Hilltown farmers to be surveyed

Enterprise file photo — Michael Koff

Richard Ronconi shows an onlooker his honeybees in a past Clarksville Heritage Day in New Scotland. He owns Partridge Run Apiary in Berne and participated in a discussion conducted by the Hill and Mountain Farming Project of the Carey Institute, where he said that Hilltown farmers have not been subjected to industrialized farming.

RENSSELAERVILLE — Though they might not bear a resemblance to a factory farm or large-scale apple orchard, farms in the Helderberg Hilltowns need a voice, say survey-takers at the Carey Institute.

A survey of farmers in the Hilltowns is being conducted by the Hill and Mountain Farming Project at the Carey Institute in Rensselaerville. Results could be collected continuously for some time, but it is hoped an idea of what agriculture on the Hill is like will be developed from data in about a month.

The Helderberg Hilltowns have an agricultural landscape unique to its area, as compared to the Hudson and Schoharie valleys, said Rebecca Platel, of the Carey Institute.

“We’re higher in elevation, which creates its own differences,” said Platel. She added that the landscape has rockier, poorer soil, as well.

“Any farmer will probably tell you their best crop is rock,” she quipped.

The variety of crops can be limited due to the landscape; Platel says the agricultural enterprises in the Hilltowns include maple and honey production, grazing animals, and agri-forestry.

“We’re not going to be growing massive amounts of heirloom tomatoes,” she said. “Certain things are more suited to the landscape.”

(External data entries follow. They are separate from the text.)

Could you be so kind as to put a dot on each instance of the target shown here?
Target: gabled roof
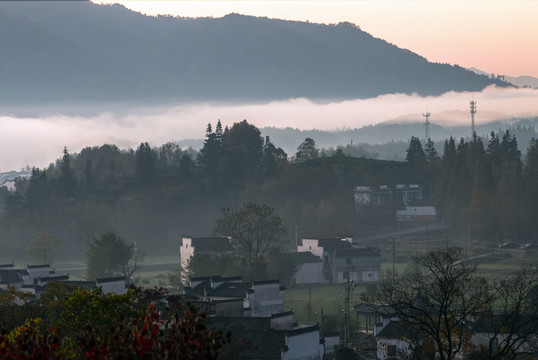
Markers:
(209, 244)
(110, 279)
(254, 337)
(360, 252)
(230, 290)
(393, 330)
(333, 243)
(38, 266)
(266, 282)
(199, 290)
(11, 276)
(305, 257)
(85, 285)
(54, 278)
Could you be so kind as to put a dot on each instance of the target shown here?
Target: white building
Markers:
(212, 246)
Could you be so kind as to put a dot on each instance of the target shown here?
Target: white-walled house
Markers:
(212, 246)
(341, 261)
(309, 268)
(258, 298)
(277, 337)
(391, 342)
(114, 285)
(265, 298)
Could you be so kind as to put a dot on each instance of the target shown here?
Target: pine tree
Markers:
(67, 179)
(430, 151)
(415, 152)
(145, 163)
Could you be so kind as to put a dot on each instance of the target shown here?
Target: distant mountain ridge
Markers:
(57, 52)
(390, 140)
(519, 81)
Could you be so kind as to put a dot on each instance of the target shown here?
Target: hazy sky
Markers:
(495, 36)
(498, 37)
(47, 135)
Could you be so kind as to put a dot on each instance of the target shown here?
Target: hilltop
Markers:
(84, 53)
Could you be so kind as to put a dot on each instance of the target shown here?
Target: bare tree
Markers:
(255, 231)
(434, 300)
(511, 323)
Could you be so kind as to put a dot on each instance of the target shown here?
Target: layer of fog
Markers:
(37, 141)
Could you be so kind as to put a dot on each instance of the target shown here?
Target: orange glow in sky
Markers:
(498, 37)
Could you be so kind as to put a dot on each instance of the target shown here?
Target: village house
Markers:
(232, 297)
(211, 246)
(276, 337)
(34, 278)
(340, 261)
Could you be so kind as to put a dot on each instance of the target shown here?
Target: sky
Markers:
(46, 136)
(498, 37)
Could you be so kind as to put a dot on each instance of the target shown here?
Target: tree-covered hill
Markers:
(485, 188)
(81, 52)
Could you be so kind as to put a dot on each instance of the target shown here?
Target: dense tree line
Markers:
(442, 303)
(152, 195)
(488, 189)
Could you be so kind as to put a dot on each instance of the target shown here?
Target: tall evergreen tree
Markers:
(306, 151)
(67, 179)
(145, 163)
(210, 154)
(430, 152)
(415, 152)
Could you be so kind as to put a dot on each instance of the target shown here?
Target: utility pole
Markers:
(309, 302)
(472, 103)
(393, 242)
(350, 285)
(426, 126)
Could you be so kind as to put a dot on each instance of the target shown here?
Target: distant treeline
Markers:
(154, 195)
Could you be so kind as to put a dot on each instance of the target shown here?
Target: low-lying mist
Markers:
(39, 140)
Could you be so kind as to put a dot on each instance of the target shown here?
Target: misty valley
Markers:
(246, 187)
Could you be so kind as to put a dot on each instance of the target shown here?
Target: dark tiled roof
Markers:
(304, 257)
(37, 266)
(54, 278)
(11, 276)
(393, 330)
(239, 323)
(110, 279)
(230, 289)
(254, 337)
(362, 252)
(266, 282)
(85, 285)
(210, 244)
(203, 287)
(286, 313)
(333, 243)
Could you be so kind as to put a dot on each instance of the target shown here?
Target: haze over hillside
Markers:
(81, 52)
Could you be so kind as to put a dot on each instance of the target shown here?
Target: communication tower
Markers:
(427, 125)
(473, 111)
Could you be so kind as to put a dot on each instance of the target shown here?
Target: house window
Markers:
(391, 351)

The idea for the survey, said Platel, came after the institute gathered about a dozen farmers together to collaborate on programs for Hilltown farmers.

One advantage of farming in the Hilltowns, noted Platel, is the lack of industrialized agriculture, something which leads to farms being “organic by default.” Platel said that part of efforts following the survey could involve figuring out how to capitalize on that.

This also can lead to a disadvantage, however, when it comes to processing things like beef. A cattle farmer in the Hilltowns may have to travel 30 miles to reach a slaughterhouse, said Platel. While the Hill and Mountain Farming Project may not be able to bring these facilities to the Hilltowns, Platel hopes the survey could better prepare workshops made accessible to farmers on the Hill, similar to ones run at the Cornell Cooperative Extension in Voorheesville.

The survey comes as Albany County has received funding to update its 1994 farmland protection plan, which Platel said would involve some kind of outreach.

“We’re not trying to be redundant,” she said. “We’re hoping to give ourselves a voice.”

Platel also said the intention of the survey and its corresponding project isn’t to rewrite land boundaries or propose extra regulations, but rather simply find out the best way to use the land in the Hilltowns. This may include looking at soil and water quality and sustainability.

Platel predicts the project will do a “first look” at the survey data at the end of March, but welcomes farmers to continue submitting answers after this.

“In theory, we could just let it remain an open archive,” she said.

She noted the survey is easy to access and take, encouraging farmers to participate.

“It’s a pretty low commitment thing,” she said.

The survey can be found at the Carey Institute’s website.

Clarified on March 8, 2017: A paragraph on a federal agricultural survey was replaced with one on a county imitative, as this is what Rebecca Platel was referencing on not being redundant.